While I have all the bloggers - please can I ask you to remember adding an RSS feed to your blog? This is what makes it possible for those like me to keep returning for the occasional new post.
If I remember correctly then patio11 argued strongly against adding anything that dates your posts and write "evergreen content" instead. From a reader perspective I never understood this: I much prefer if there is a date right at the top, under the headline. From a user perspective I also don't like to see ads, I don't like to be asked to sign up for a newsletter or to subscribe to a Youtube channel but I guess it's all necessary evil that's done for the business.

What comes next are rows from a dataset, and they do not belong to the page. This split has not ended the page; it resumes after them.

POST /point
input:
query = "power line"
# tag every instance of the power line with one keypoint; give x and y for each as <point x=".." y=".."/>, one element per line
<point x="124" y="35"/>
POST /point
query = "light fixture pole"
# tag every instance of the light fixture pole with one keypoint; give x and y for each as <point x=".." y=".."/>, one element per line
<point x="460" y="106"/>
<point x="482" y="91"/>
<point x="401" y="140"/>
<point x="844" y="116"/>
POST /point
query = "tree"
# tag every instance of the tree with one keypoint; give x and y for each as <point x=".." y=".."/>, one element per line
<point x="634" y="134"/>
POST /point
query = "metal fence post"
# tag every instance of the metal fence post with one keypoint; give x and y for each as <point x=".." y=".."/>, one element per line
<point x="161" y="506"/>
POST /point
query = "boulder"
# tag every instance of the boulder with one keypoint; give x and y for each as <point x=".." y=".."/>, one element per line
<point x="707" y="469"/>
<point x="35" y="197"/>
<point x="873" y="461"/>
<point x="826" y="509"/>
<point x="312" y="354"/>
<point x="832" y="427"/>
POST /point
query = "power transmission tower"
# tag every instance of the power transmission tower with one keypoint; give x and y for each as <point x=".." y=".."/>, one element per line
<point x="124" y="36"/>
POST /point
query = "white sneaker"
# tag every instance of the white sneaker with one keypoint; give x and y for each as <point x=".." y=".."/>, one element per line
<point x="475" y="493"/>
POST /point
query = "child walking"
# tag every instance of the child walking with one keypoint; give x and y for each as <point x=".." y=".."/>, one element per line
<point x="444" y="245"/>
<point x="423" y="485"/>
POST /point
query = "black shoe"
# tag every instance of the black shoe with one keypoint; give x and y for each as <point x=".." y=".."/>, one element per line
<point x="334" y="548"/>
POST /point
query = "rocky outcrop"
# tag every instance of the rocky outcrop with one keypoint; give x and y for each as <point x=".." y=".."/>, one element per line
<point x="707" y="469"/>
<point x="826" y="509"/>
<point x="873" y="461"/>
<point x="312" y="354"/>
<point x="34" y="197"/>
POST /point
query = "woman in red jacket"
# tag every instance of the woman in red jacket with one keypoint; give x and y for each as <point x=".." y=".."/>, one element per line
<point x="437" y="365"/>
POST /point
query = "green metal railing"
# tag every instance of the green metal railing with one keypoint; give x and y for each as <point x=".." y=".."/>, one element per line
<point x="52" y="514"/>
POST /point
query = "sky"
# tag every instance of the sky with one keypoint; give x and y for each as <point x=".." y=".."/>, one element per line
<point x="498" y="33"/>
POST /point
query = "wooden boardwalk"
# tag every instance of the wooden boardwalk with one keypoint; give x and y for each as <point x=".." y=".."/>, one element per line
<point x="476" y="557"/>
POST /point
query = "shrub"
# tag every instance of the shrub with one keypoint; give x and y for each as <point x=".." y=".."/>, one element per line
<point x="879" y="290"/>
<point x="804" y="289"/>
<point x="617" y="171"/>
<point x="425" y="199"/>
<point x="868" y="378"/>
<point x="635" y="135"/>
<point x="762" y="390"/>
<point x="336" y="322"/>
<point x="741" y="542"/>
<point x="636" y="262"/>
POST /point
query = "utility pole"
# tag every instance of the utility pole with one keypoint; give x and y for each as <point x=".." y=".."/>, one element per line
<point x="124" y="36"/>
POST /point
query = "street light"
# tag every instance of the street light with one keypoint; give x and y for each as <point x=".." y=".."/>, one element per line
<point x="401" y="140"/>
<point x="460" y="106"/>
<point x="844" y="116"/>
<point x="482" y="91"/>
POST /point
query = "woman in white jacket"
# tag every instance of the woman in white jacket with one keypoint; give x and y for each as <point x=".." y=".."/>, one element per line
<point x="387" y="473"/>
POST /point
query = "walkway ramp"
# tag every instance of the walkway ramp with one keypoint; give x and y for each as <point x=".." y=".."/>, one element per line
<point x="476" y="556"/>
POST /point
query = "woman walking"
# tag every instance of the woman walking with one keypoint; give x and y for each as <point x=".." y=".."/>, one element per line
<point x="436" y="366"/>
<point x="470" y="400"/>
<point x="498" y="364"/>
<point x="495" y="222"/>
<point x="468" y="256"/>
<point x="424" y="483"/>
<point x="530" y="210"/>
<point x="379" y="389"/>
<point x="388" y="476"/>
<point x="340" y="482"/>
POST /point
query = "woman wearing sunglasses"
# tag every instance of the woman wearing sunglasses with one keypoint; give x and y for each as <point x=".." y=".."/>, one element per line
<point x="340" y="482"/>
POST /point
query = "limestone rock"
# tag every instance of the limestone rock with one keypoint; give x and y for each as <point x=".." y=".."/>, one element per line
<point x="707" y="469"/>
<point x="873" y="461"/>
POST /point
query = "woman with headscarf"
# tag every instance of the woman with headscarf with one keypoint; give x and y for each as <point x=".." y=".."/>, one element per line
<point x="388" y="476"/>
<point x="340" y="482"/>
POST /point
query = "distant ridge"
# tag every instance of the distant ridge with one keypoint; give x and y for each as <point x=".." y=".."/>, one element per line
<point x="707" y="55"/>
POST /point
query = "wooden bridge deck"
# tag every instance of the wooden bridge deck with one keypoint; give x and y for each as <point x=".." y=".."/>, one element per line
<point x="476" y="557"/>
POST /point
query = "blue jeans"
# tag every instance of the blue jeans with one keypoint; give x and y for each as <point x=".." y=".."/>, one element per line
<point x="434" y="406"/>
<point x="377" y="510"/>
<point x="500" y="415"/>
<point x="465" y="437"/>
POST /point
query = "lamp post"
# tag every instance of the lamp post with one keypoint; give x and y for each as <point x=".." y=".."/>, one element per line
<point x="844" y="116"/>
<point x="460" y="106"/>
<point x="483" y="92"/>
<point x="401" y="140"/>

I guess it depends on what you're writing about: tech might benefit more from a date than philosophy. I'm sure he's written multiple times about this, but patio11 has a thread you might be referring to here https://twitter.com/patio11/status/1234141833661440001 .
Regarding the newsletter/youtube subscription thing: I run a paid service https://kopi.cloud that can do email-to-rss conversion. You give the newsletter or youtube account an address like youtube@weinzierl.kopi.cloud and it will then publish emails received at that address as an RSS feed you can subscribe to.
Some RSS readers are beginning to support this functionality too (Inoreader just started doing this, but you need to be subscribed to one of the higher tiers to get the feature).
If it truly is evergreen content, the date is irrelevant. If it's something that will change with the next version of a piece of software, yes, the date is important. But all too often someone will skip an article written in 2014 even if it answers their question because it's "outdated."
Definitely this. I don’t even read posts on tech blogs that lack a publication date because everything moves so fast, and I don’t want to waste my time using stale info.
Amen to that! The word "blog" stems from "weblog", and I don't understand why anyone would want a log that lacks timestamps? And for the record, I don't think an old publication date implies that the content is stale. It might be stale of course, and in that case the date will help me figure that out, which is good. It might not be stale despite having an old date, and in that case the date will help determine things like priority and standing the test of time. Which is also good. To me, lack of a date means the article is some SEO-tweaked clickbait whose only purpose is to waste my time.